Paralelamente en estos largos meses de distanciamiento el espacio público ganó relevancia. Si bien desde el invento de las ciudades modernas la noción misma de ciudad aparece íntimamente ligada a la de espacio público, la metamorfosis urbana de los últimos 30 años lo minimizó, al tiempo que el discurso hegemónico aumenta el temor de permanecer allí. Así es como cada vez pasamos menos tiempo en el cada vez más pequeño e inseguro espacio público.

Pero el espacio público cumple un rol fundamental en la promoción y desarrollo de sociedades democráticas. Tal como señalan Quevedo y Hernández en La ciudad desde la cultura, la cultura desde la ciudad (2010), el espacio público debe ser entendido como el lugar donde los diferentes se encuentran sin las restricciones propias de lo privado, donde “la figura del Otro, del extraño, del paseante, del diferente, por tanto de la diversidad, se pone en escena”.

En este complejo entramado, la pandemia nos deja otra huella: la mayoría de los encuentros entre personas --al menos los más seguros, paradójicamente-- se producen en el espacio público. Así plazas, parques, esquinas amplias y veredas estrechas se revitalizaron, y así también nos dimos cuenta la falta que nos hacen espacios públicos de calidad y al alcance de todos/as.

La desigualdad, la covid-19, el distanciamiento, la sensación de ser parte de algo que transciende lo individual, la necesidad de espacios para los reencuentros. Tal vez, la pandemia nos ayude a construir nuevas maneras de vincularnos y estar juntos/as.

Se trata, por supuesto, de un mero diagnóstico.
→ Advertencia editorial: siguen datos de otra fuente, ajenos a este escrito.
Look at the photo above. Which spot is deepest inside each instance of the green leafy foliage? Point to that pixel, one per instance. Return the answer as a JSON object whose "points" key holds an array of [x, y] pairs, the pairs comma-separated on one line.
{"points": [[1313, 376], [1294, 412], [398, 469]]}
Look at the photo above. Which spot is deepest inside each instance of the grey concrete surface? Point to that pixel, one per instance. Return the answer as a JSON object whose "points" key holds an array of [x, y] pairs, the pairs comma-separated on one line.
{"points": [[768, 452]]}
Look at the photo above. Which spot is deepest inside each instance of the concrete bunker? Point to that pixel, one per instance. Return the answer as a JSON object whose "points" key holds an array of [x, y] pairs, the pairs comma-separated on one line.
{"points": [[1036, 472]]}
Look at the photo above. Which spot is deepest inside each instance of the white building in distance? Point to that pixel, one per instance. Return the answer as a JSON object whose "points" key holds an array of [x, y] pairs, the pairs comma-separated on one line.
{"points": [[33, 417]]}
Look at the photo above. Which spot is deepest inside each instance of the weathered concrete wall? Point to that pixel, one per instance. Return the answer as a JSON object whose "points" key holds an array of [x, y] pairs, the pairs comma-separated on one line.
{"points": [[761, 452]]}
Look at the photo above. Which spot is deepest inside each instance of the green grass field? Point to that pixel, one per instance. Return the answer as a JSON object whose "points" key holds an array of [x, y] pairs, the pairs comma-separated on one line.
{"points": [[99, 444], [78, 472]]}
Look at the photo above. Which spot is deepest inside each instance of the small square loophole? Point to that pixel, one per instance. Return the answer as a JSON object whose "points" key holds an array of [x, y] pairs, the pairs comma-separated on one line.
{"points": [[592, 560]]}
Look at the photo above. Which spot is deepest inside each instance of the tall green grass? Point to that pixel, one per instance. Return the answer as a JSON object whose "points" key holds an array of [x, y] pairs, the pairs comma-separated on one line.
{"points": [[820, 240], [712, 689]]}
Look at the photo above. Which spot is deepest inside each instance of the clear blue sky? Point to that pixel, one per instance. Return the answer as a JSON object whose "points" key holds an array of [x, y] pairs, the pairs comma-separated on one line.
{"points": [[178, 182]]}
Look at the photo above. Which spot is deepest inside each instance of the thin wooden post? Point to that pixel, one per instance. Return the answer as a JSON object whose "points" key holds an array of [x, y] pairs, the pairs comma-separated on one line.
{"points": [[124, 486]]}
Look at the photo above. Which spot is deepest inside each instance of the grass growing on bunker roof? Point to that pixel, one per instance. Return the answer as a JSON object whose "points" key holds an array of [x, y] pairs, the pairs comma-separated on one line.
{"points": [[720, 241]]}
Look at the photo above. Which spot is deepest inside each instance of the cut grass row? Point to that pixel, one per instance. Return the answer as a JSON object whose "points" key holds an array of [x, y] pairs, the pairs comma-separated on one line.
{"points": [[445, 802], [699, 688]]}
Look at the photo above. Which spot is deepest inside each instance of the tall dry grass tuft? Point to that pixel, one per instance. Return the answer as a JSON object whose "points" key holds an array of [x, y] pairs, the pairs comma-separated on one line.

A veces me pregunto cómo relataremos este tiempo en el futuro, cómo se lo contaremos a las próximas generaciones. Claro que todavía es imposible saberlo puesto que el relato que construiremos depende de lo que aún está sucediendo y, sobre todo, de la puja por las interpretaciones sobre los sucesos.

Sin embargo sí estoy segura de que para quienes compartimos este diagnóstico inicial será un fracaso rotundo encontrarnos en la postpandemia con una sociedad que reproduce los mismo patrones de exclusión que hasta ahora. Tal como dice Latour, en un artículo publicado en marzo de este año por AOC, “si todo se detuvo, todo puede ser puesto en tela de juicio; cuestionado, seleccionado, ordenado, interrumpido de una vez por todas o, al contrario, acelerado (….) Lo último que deberíamos hacer es retomar de manera idéntica todo aquello que hacíamos antes”.

Claro que hace falta trabajo, cuestionamientos, imaginación y cierta osadía. Sin embargo la coyuntura crítica actual (crítica incluso antes de la covid-19) lo exige y la incomodidad que nos genera la realidad es acorde al tamaño del desafío que debemos enfrentar: se trata de la construcción de un futuro contracultural.

Y la construcción de ese mañana-posible hay que disputarla ahora. Es hoy que debemos construir el discurso que dará forma al futuro que queremos. La extrañeza que vivimos genera ciertas condiciones propicias para que las críticas a esquemas de pensamiento, prácticas naturalizadas y lógicas de acción hegemónicas logren sembrar cuestionamientos y fomentar la construcción de un camino alternativo.

* Romina Solano es investigadora del área de Comunicación y Cultura de Flacso.